The agent tried to create a backdoor admin account with a bcrypt hash generated via subprocess.run(...). The login failed. Twelve seconds later it diagnosed two possible failure modes in parallel. Nineteen seconds after that, a corrective payload replaced subprocess.run with import bcrypt, validated the library was importable, deleted the broken account, and reinserted one with a working hash. Login succeeded.

31 seconds from failure to fix: delete, diagnose, rebuild, verify. A human operator reading an error, understanding it, drafting a patch, and submitting it takes much longer.

The same pattern recurred throughout the entire session — the MinIO ?format=json request returned XML so the next payload swapped to an XML S3 parser; the JWT forgery returned "custom secret in use" so the agent abandoned that path entirely.

The ransom

Jade Puffer encrypted all 1,342 Nacos service configuration items using MySQL's AES_ENCRYPT(), dropped the original config and history tables, and created an extortion table README_RANSOM with a Bitcoin address, a Proton Mail contact, and demand text.

The AES key was generated as base64(uuid4().bytes + uuid4().bytes) — random, printed once to stdout, never stored or transmitted. The victim cannot recover the data even with payment.
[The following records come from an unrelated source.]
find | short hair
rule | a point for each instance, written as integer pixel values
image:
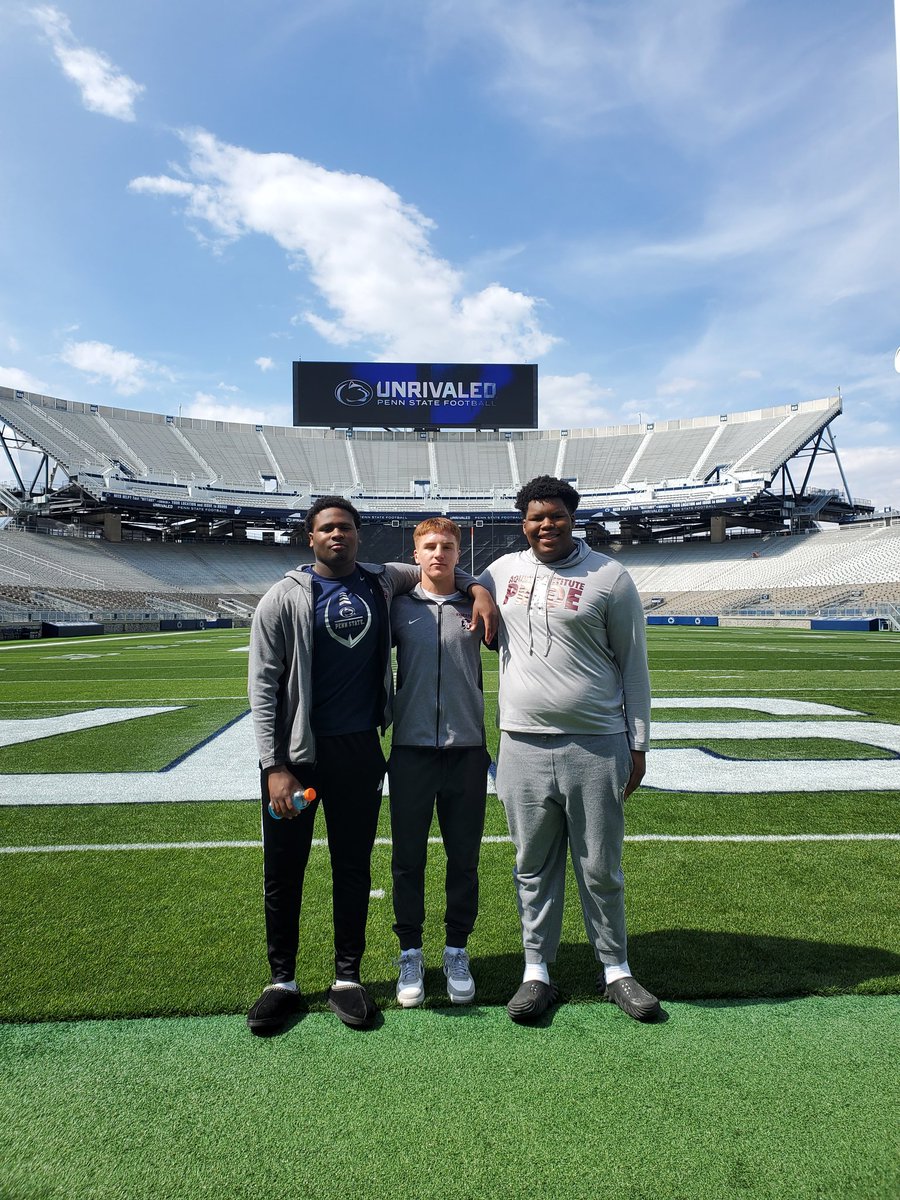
(329, 502)
(547, 487)
(438, 525)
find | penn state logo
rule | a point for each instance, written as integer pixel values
(353, 393)
(348, 618)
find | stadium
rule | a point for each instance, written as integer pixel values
(154, 517)
(761, 850)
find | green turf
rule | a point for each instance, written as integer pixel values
(102, 934)
(762, 1101)
(759, 1097)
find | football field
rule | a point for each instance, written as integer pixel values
(761, 871)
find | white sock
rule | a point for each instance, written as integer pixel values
(537, 971)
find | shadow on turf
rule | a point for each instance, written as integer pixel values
(684, 964)
(696, 964)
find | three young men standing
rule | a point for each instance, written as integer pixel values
(574, 713)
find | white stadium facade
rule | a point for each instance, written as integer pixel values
(118, 519)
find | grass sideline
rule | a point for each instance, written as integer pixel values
(763, 1096)
(756, 1099)
(101, 934)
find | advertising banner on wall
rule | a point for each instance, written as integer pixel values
(417, 395)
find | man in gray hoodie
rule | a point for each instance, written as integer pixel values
(574, 714)
(321, 688)
(438, 759)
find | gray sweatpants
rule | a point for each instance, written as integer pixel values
(567, 792)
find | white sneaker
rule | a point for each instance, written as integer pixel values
(411, 984)
(460, 984)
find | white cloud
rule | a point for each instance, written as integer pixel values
(15, 377)
(367, 252)
(126, 372)
(573, 402)
(583, 67)
(105, 89)
(211, 408)
(678, 387)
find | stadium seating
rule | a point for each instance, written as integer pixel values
(133, 453)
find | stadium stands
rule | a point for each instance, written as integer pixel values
(113, 450)
(175, 474)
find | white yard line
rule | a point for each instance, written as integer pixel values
(495, 839)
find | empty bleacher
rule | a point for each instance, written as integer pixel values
(148, 450)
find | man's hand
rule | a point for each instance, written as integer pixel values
(484, 611)
(282, 786)
(639, 769)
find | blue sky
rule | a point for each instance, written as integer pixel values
(675, 207)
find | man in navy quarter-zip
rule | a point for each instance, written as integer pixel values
(438, 757)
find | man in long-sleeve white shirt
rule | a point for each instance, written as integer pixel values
(574, 714)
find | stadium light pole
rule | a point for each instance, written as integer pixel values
(897, 57)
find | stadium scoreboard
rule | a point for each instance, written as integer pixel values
(418, 395)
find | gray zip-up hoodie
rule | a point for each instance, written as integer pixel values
(439, 701)
(573, 646)
(280, 669)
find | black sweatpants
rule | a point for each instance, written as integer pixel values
(348, 775)
(456, 780)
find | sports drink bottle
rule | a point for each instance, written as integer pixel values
(300, 799)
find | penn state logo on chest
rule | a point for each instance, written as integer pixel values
(348, 617)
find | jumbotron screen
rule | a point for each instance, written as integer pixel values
(418, 395)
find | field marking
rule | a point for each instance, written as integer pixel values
(16, 731)
(495, 839)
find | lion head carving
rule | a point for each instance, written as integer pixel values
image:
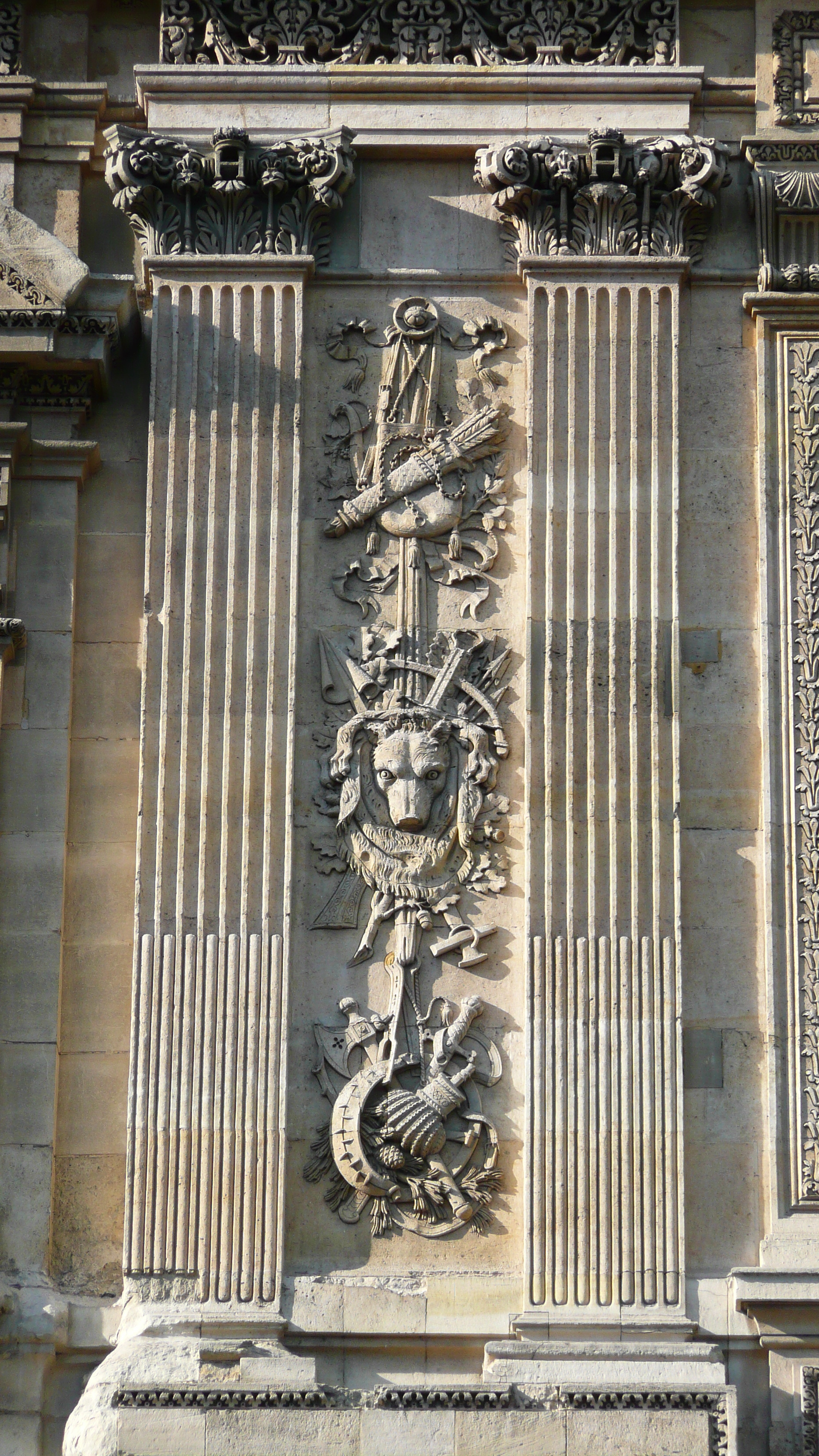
(413, 785)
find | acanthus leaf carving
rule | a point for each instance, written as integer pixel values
(426, 32)
(411, 753)
(784, 199)
(235, 199)
(610, 199)
(805, 586)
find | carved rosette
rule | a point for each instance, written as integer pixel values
(234, 199)
(610, 199)
(427, 32)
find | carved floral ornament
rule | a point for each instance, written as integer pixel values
(411, 753)
(784, 197)
(235, 199)
(419, 32)
(796, 35)
(643, 199)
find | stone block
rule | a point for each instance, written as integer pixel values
(162, 1433)
(283, 1433)
(30, 986)
(25, 1199)
(49, 679)
(107, 691)
(407, 1433)
(34, 781)
(91, 1107)
(46, 577)
(317, 1305)
(41, 257)
(114, 500)
(110, 589)
(104, 790)
(637, 1433)
(97, 998)
(19, 1435)
(100, 893)
(722, 1204)
(509, 1433)
(27, 1092)
(371, 1309)
(87, 1253)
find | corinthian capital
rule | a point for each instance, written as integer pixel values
(232, 199)
(611, 197)
(786, 206)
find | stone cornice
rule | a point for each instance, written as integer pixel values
(610, 199)
(416, 108)
(234, 199)
(466, 32)
(231, 269)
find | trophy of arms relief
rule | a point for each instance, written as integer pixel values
(411, 758)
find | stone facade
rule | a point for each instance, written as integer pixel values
(409, 752)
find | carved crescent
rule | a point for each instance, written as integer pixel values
(346, 1135)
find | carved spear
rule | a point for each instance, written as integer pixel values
(451, 449)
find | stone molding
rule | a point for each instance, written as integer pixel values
(786, 206)
(792, 28)
(608, 199)
(232, 199)
(461, 32)
(416, 108)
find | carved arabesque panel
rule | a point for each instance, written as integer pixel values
(422, 32)
(235, 199)
(795, 31)
(413, 752)
(804, 516)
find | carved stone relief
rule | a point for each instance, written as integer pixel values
(611, 197)
(462, 32)
(804, 381)
(235, 199)
(795, 31)
(786, 200)
(413, 753)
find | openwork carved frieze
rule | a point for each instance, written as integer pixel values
(423, 32)
(234, 199)
(411, 760)
(795, 43)
(611, 197)
(786, 207)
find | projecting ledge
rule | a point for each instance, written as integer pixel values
(606, 1365)
(231, 269)
(606, 267)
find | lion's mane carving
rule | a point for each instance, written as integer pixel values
(413, 785)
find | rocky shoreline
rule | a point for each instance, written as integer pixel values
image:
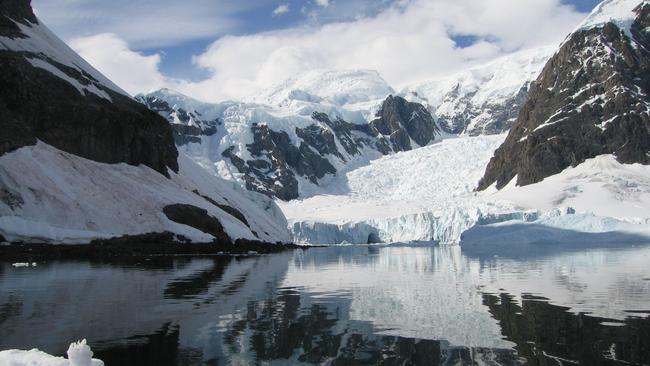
(138, 246)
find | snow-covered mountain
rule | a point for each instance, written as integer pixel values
(344, 88)
(302, 134)
(81, 160)
(293, 138)
(590, 99)
(485, 99)
(585, 121)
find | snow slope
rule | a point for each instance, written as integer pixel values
(428, 194)
(619, 12)
(344, 88)
(485, 98)
(53, 196)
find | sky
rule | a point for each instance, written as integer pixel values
(216, 50)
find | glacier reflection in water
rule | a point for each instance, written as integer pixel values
(340, 305)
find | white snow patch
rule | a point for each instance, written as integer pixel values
(428, 194)
(41, 42)
(79, 354)
(62, 198)
(42, 64)
(619, 12)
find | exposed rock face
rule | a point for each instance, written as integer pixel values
(399, 121)
(485, 99)
(591, 99)
(276, 155)
(489, 118)
(47, 92)
(197, 218)
(187, 126)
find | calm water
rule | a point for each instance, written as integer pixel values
(344, 305)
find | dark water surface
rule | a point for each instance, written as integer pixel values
(391, 305)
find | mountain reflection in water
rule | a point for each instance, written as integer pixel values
(424, 305)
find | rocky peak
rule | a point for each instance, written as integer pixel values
(399, 122)
(51, 94)
(187, 125)
(16, 10)
(591, 99)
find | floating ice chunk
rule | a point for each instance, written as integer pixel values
(79, 354)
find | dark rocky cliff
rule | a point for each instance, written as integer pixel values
(35, 104)
(591, 99)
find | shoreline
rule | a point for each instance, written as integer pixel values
(138, 246)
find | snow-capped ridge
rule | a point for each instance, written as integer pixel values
(44, 50)
(484, 99)
(620, 12)
(338, 87)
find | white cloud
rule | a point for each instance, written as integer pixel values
(144, 24)
(132, 71)
(281, 9)
(406, 43)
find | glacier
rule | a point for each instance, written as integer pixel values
(428, 195)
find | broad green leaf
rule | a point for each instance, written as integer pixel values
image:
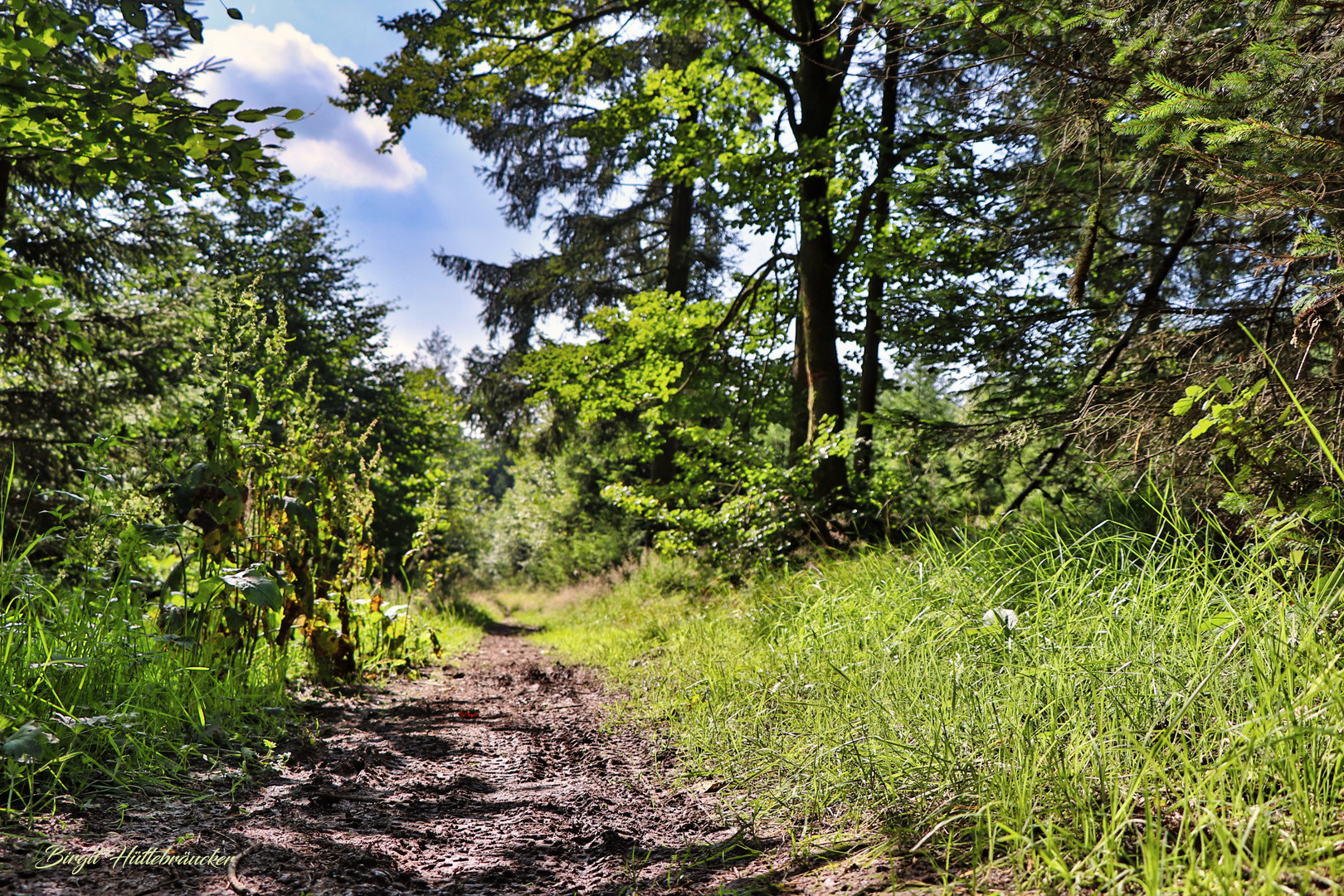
(134, 14)
(28, 743)
(257, 586)
(158, 533)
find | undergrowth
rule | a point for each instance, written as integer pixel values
(1116, 709)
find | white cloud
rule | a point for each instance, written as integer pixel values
(286, 67)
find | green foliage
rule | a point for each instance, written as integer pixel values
(550, 531)
(85, 112)
(1086, 709)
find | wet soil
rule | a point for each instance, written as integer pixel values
(494, 778)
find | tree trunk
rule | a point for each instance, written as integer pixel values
(819, 99)
(680, 218)
(799, 405)
(4, 195)
(871, 370)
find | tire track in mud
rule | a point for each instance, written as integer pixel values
(494, 778)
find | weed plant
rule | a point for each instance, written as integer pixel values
(1118, 709)
(93, 694)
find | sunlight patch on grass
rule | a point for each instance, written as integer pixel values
(1107, 709)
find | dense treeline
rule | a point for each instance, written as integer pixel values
(835, 271)
(772, 219)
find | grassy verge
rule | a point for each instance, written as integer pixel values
(100, 691)
(1109, 709)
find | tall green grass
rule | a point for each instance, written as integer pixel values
(1157, 712)
(91, 692)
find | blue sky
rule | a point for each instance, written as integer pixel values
(397, 208)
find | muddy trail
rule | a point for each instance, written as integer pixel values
(496, 777)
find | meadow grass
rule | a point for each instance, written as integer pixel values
(97, 696)
(1155, 713)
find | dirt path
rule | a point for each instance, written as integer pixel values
(494, 778)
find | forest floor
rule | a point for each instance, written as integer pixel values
(494, 777)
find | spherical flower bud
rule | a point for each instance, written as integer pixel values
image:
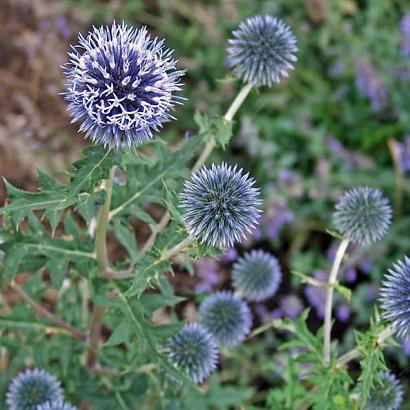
(193, 351)
(56, 405)
(31, 388)
(226, 317)
(262, 50)
(121, 85)
(362, 215)
(386, 396)
(221, 205)
(257, 275)
(395, 297)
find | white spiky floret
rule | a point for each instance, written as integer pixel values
(121, 85)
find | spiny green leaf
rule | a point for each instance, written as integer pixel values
(121, 334)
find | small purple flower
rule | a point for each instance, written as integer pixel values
(402, 154)
(395, 297)
(208, 271)
(372, 293)
(274, 220)
(63, 27)
(405, 39)
(230, 255)
(262, 50)
(370, 85)
(343, 312)
(406, 347)
(221, 205)
(290, 306)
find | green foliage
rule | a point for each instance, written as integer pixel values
(329, 386)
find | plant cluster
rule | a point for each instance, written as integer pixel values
(121, 320)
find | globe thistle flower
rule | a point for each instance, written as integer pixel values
(362, 215)
(226, 317)
(120, 85)
(395, 297)
(221, 205)
(386, 396)
(262, 50)
(55, 405)
(193, 351)
(257, 275)
(31, 388)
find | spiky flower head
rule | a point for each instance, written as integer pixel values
(262, 50)
(56, 405)
(257, 275)
(221, 205)
(395, 297)
(121, 85)
(226, 317)
(385, 396)
(31, 388)
(193, 351)
(362, 215)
A follow-up payload two minutes later dropped entire database schemas with commentary narrating its own targeting rationale.

What the Sysdig TRT flagged

Four independent lines of evidence point to LLM automation:

  1. Self-narrating code — the payloads contain natural-language reasoning about why each action is taken, explaining ROI prioritization of targets and identifying the "largest" database. Human operators don't annotate disposable one-liners this way; LLM code-generation does.
  2. Failure diagnosis at machine speed — as shown above, the agent read errors, diagnosed root causes, and produced corrective code in seconds.
  3. Comprehension of free-text context — the agent interpreted natural-language context from the target environment and took action that requires understanding, not pattern-matching.
  4. The Bitcoin address — the ransom note contains 3J98t1WpEZ73CNmQviecrnyiWrnqRhWNLy, the canonical Pay-to-Script-Hash example from Bitcoin developer documentation that saturates LLM training corpora. It's also a live wallet with 737 confirmed transactions. Either the LLM hallucinated it from training data and the wallet belongs to a third party who sweeps unsolicited deposits, or the operator configured a real wallet that happens to match the documentation example.

What this means

  • Ransomware is no longer a craft for the highly skilled: An LLM agent can chain reconnaissance, credential theft, lateral movement, persistence, and destruction without the operator possessing deep expertise in any one step. The barrier to entry for running ransomware has dropped to "whatever it costs to run an agent."
  • Old vulnerabilities are being automated: JADE Puffer exploited years-old issues — a 2021 Nacos auth-bypass and an unchanged default signing key — against neglected infrastructure. Agents make spraying the entire historical vulnerability catalogue effectively free.
  • Intent is legible — use it for your defense: An LLM narrates its own objectives in its payloads. That self-narration is a detection and triage opportunity defenders didn't previously have.
  • The exfiltration claim is the agent's own assertion: Before issuing DROP DATABASE, the agent's code commented "data already backed up to [server]" — self-narrated intent, not independently verified exfiltration. The victim may not have had any data stolen.

The hard takeaway

Michael Clark, Sysdig's director of threat research, called it "a marker of where extortion tradecraft is heading." The individual techniques were all known. None were novel. What was new was that an AI model strung them together into a complete ransomware operation — reading the error, fixing its own code, and carrying on.

If your organization runs AI-orchestration servers with provider API keys or cloud credentials in their environment, the lesson is clear: scope secrets away from web-reachable processes. If your infrastructure exposes database admin accounts or configuration stores to the internet, they're the first surfaces that will now be attacked.